Le chargeur sans fil de 50 W installé sur le modèle Ultra s’intègre parfaitement dans la console centrale pour que vous n’oubliiez jamais votre téléphone. Il est complété par un espace de rangement suffisant sous votre coude et dans les balconnets de porte intérieurs.
Les sièges avant auraient été soumis à 61 évaluations de confort interne chez GWM, et ils sont en effet agréables à s’enfoncer pour un conducteur plus long. C’est juste dommage que davantage de réglages lombaires, qu’ils soient électriques ou manuels, n’aient pas été inclus pour ajouter plus de soutien dorsal.

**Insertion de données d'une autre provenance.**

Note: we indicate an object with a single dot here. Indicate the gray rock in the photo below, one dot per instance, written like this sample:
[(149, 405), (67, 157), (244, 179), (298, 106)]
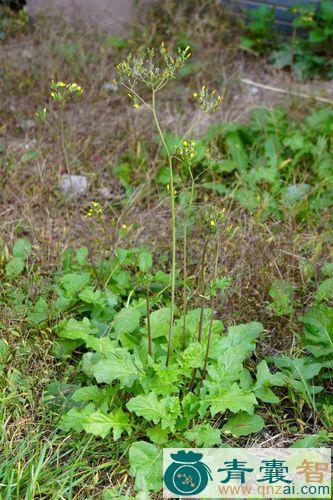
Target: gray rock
[(73, 184)]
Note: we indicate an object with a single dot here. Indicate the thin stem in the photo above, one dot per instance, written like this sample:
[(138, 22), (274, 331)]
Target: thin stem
[(188, 211), (150, 345), (202, 288), (173, 228), (203, 375), (202, 307)]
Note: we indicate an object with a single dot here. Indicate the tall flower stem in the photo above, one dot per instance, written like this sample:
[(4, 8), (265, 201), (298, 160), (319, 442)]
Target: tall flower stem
[(204, 369), (150, 344), (188, 211), (203, 299), (173, 226)]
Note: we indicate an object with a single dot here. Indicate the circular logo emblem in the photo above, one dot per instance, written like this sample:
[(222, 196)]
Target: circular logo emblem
[(187, 475)]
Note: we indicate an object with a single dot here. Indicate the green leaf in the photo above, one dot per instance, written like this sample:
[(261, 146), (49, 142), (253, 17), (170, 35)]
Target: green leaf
[(146, 461), (231, 351), (243, 424), (100, 424), (267, 379), (127, 320), (158, 435), (63, 348), (40, 311), (91, 393), (318, 331), (81, 255), (22, 248), (73, 283), (324, 291), (75, 418), (90, 295), (267, 395), (4, 352), (236, 150), (148, 406), (14, 267), (96, 422), (83, 330), (204, 435), (145, 261), (193, 356), (118, 365), (234, 399)]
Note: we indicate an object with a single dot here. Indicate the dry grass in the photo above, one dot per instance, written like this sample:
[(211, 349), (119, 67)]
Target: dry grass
[(101, 128)]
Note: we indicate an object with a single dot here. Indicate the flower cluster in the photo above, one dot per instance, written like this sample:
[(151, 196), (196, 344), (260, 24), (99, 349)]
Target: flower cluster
[(208, 100), (186, 151), (151, 68), (41, 114), (61, 91), (213, 217), (95, 211)]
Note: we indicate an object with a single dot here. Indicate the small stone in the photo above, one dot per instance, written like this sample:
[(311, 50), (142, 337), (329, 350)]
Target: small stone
[(73, 184)]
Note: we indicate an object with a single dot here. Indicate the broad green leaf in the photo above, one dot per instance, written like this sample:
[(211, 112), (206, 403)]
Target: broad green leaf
[(100, 424), (63, 348), (148, 406), (83, 330), (243, 424), (81, 255), (22, 248), (234, 399), (145, 261), (158, 435), (96, 422), (40, 311), (75, 418), (14, 267), (267, 379), (236, 150), (318, 331), (92, 393), (146, 461), (73, 283), (267, 395), (231, 351), (118, 365), (324, 291), (126, 320), (294, 193), (204, 435), (163, 380), (90, 295), (193, 356)]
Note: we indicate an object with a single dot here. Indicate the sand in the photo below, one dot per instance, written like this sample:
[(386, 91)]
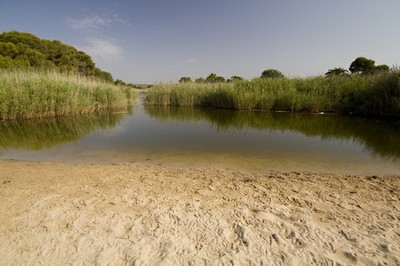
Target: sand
[(129, 214)]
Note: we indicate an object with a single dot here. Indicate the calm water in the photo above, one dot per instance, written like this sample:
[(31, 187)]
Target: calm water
[(207, 137)]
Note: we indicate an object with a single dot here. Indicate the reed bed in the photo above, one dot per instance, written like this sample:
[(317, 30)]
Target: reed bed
[(376, 95), (26, 95)]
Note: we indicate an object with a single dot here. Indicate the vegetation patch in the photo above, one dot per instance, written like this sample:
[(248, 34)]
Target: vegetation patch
[(366, 95), (33, 94)]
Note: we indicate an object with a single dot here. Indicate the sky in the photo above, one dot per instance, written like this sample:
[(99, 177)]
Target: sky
[(151, 41)]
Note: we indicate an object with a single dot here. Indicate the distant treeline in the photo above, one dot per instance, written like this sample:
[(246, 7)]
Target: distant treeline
[(20, 50)]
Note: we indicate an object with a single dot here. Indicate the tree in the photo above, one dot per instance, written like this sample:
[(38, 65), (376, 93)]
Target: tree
[(234, 79), (272, 73), (200, 80), (185, 80), (382, 69), (362, 65), (337, 71), (213, 78)]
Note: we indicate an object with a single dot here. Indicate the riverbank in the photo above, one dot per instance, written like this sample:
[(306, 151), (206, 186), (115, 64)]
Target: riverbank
[(363, 95), (55, 213), (39, 94)]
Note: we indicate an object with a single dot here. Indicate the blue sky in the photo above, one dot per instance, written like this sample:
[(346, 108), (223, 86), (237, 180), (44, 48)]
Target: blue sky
[(150, 41)]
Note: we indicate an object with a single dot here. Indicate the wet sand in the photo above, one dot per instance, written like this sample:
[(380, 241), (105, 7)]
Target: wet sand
[(138, 214)]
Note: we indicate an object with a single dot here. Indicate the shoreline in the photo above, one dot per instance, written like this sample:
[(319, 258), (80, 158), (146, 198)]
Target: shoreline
[(57, 213)]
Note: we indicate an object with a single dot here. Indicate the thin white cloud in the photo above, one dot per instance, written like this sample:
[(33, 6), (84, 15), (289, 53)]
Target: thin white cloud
[(96, 22), (92, 23), (190, 61), (102, 49)]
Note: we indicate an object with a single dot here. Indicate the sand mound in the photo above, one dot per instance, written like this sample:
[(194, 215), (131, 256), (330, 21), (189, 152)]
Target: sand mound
[(57, 214)]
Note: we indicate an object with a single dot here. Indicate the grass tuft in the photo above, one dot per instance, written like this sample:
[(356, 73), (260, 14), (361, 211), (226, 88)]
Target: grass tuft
[(25, 95), (374, 95)]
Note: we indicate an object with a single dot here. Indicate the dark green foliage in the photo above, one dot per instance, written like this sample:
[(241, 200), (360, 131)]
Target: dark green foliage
[(337, 71), (19, 50), (365, 95), (362, 65), (213, 78), (200, 80), (185, 80), (272, 73), (235, 78), (382, 69), (119, 82)]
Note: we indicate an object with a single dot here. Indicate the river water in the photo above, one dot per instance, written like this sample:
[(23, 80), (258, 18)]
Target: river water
[(198, 137)]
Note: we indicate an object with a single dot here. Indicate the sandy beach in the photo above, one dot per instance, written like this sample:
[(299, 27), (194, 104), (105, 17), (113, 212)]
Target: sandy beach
[(138, 214)]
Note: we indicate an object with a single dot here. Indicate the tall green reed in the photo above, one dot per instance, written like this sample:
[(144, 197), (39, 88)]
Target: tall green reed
[(376, 95), (48, 94)]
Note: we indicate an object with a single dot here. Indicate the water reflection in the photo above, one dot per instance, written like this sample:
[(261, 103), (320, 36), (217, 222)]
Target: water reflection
[(381, 139), (46, 133)]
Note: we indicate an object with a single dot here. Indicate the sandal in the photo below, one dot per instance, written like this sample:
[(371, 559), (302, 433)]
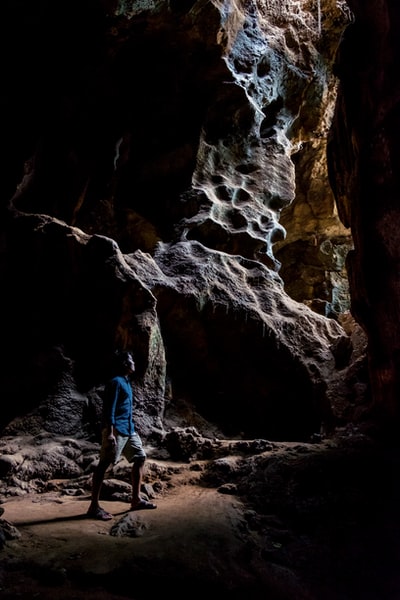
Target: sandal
[(143, 505), (99, 513)]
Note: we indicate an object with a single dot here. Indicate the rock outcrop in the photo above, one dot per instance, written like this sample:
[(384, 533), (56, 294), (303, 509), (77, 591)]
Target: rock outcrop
[(148, 191)]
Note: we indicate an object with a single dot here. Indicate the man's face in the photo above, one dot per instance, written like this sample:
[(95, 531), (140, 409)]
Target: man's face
[(130, 364)]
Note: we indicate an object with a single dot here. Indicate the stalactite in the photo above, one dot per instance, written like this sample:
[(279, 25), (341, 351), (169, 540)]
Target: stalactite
[(319, 16)]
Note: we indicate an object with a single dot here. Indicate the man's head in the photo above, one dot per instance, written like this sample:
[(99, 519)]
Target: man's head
[(124, 363)]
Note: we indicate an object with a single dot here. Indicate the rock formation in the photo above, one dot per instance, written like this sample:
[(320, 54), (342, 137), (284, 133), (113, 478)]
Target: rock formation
[(146, 178)]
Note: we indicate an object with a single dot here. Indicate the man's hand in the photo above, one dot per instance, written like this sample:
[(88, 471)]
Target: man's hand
[(112, 440)]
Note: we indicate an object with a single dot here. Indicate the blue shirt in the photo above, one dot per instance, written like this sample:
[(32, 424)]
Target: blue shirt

Ce qui est encore plus impressionnant, c’est que les sièges avant sont équipés à la fois de chauffage et de refroidissement dans la version supérieure, ce qui la rend mieux équipée pour les étés australiens que la plupart de ses concurrents.
Le « mode de congé temporaire » intégré permet aux conducteurs de laisser la voiture déverrouillée et la climatisation en marche pendant jusqu’à deux heures pendant qu’ils courent dans les magasins par une journée torride et retournent dans un véhicule parfaitement climatisé.

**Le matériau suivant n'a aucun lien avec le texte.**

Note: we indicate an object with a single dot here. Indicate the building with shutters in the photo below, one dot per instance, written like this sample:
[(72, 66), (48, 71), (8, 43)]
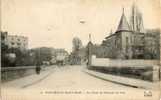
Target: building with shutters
[(131, 40)]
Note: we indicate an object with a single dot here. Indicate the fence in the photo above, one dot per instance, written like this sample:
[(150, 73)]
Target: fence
[(148, 70), (11, 73)]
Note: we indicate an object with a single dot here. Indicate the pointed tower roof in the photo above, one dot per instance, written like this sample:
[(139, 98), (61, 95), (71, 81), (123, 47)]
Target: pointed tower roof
[(123, 25)]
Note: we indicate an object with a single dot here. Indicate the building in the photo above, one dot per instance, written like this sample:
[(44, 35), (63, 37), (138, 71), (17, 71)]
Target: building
[(14, 41), (131, 41), (59, 56), (4, 38)]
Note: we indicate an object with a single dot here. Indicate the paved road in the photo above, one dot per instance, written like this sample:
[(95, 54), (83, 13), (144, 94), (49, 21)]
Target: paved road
[(70, 79), (73, 78)]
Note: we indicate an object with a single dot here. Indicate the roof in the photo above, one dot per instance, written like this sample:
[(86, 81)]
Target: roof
[(123, 25)]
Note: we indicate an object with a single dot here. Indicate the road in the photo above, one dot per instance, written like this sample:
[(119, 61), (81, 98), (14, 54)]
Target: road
[(61, 79), (68, 78)]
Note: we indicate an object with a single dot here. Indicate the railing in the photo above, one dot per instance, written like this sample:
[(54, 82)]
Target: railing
[(141, 69), (11, 73)]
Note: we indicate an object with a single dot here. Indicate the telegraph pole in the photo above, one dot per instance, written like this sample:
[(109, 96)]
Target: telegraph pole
[(89, 51)]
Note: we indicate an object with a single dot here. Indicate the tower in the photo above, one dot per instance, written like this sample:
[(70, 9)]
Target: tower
[(136, 20), (123, 24)]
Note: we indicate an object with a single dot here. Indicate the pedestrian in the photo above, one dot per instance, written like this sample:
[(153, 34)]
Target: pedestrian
[(38, 68)]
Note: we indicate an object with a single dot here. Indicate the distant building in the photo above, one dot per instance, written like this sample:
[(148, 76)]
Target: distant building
[(14, 41), (130, 41), (59, 56)]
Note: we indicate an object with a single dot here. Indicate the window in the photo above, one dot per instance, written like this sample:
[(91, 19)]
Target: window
[(12, 43)]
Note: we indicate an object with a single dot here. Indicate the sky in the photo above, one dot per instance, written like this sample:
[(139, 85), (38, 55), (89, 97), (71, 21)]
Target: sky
[(54, 23)]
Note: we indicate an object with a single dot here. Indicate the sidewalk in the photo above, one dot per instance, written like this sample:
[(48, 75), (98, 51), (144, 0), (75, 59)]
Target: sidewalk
[(124, 80), (28, 80)]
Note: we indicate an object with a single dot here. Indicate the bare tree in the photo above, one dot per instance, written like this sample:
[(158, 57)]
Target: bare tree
[(77, 44)]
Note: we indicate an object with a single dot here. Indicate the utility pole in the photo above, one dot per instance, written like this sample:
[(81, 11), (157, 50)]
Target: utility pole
[(89, 51)]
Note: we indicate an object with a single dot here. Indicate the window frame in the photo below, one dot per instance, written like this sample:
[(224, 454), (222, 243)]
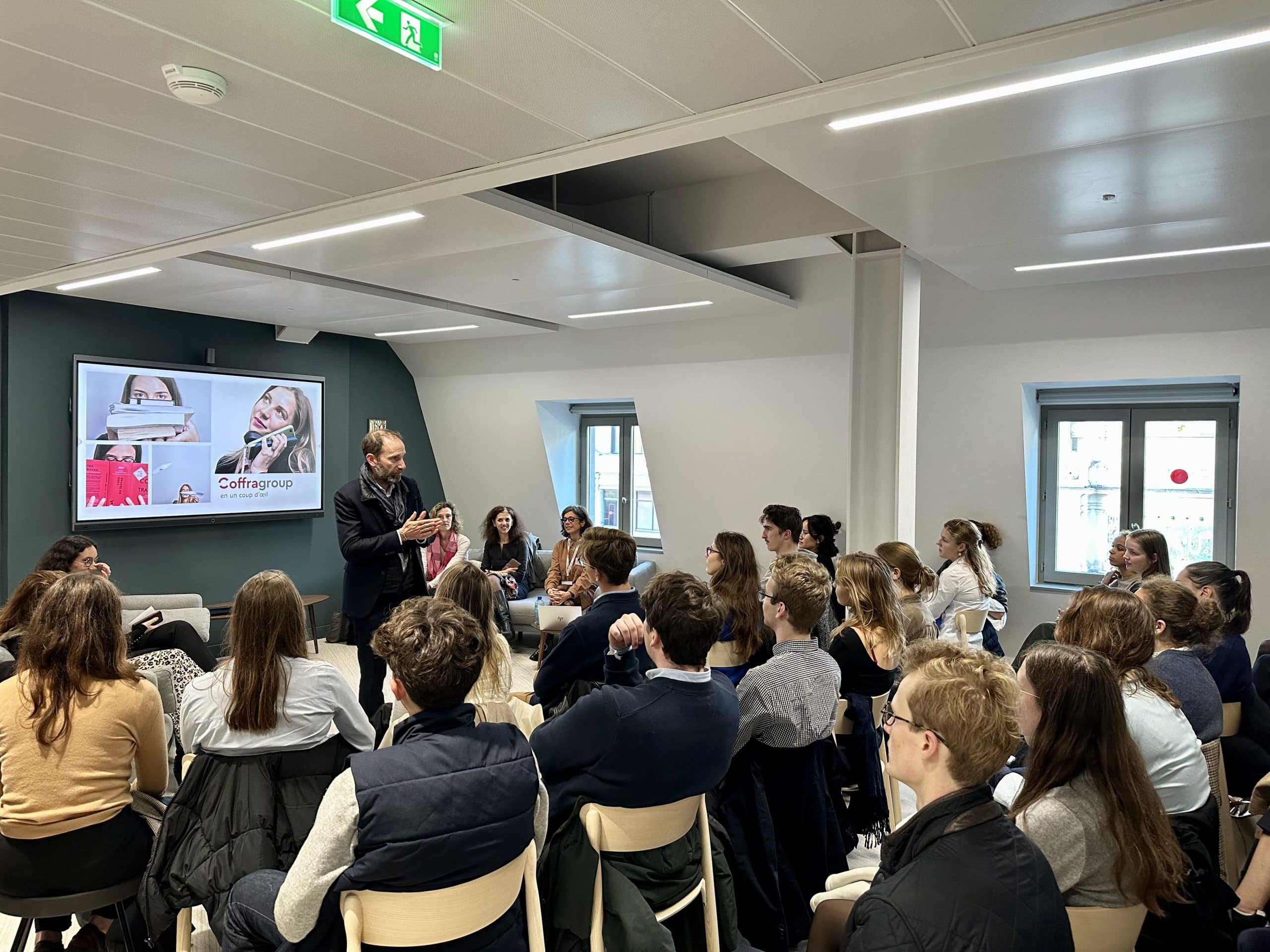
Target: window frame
[(624, 422), (1133, 416)]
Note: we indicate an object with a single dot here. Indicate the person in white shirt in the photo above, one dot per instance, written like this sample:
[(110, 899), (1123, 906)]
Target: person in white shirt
[(270, 696), (969, 582)]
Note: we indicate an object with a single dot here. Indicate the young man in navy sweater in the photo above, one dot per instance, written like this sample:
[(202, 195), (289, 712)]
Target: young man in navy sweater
[(579, 655), (647, 739)]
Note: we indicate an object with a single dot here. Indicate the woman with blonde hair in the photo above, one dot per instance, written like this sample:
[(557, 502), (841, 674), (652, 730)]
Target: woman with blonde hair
[(915, 583), (76, 722), (968, 582), (872, 645), (448, 546), (268, 696), (733, 573)]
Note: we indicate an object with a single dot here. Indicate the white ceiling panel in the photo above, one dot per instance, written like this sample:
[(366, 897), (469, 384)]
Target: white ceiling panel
[(836, 39), (995, 19), (700, 53)]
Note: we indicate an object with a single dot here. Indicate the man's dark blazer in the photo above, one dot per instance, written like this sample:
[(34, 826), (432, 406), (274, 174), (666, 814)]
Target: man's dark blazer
[(369, 542)]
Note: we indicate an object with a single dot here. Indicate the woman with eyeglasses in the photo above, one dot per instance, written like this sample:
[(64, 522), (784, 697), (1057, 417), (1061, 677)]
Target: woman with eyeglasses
[(733, 573), (568, 583)]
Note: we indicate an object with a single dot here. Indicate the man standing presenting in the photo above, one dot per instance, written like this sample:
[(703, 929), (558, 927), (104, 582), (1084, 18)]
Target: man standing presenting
[(382, 540)]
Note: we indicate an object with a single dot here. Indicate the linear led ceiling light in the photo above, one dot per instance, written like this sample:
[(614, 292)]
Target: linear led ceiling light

La deuxième rangée est relativement spacieuse et pourrait facilement accueillir deux adolescents, les occupants arrière bénéficiant également d’une solide visibilité vers l’extérieur. Il perd des points pour avoir une seule ventilation au lieu des deux traditionnelles, les enfants n’auront donc qu’à partager.
Le coffre de 362 litres est moins adapté à la vie de famille, mais cela est en partie dû au fait que GWM a introduit une roue de secours peu encombrante en Australie après avoir écouté les commentaires des locaux. Le hayon électrique installé sur la version Ultra est une autre touche agréable.
Le verdict honnête
L’Ora 5 est un petit SUV attrayant pour ceux qui recherchent un runabout urbain électrique abordable, mais c’est aussi un ensemble de leçons apprises par GWM au fil des années qui en font un bon choix pour l’Australie.
Un toit en verre qui se ferme réellement, l’inclusion d’une roue de secours dans le coffre, des sièges ventilés et un petit moteur plein d’entrain prêt à dépasser un train routier si jamais vous osez explorer en dehors des limites de la ville sont autant de caractéristiques attrayantes qui rendent l’Ora 5 polyvalent et attrayant au-delà de son prix abordable.
C’est dommage qu’il ne soit pas plus amusant au-delà de son apparence et le chœur de bips et de bangs des systèmes de sécurité et d’erreurs du système suggère que GWM a précipité celui-ci sur le marché trop rapidement.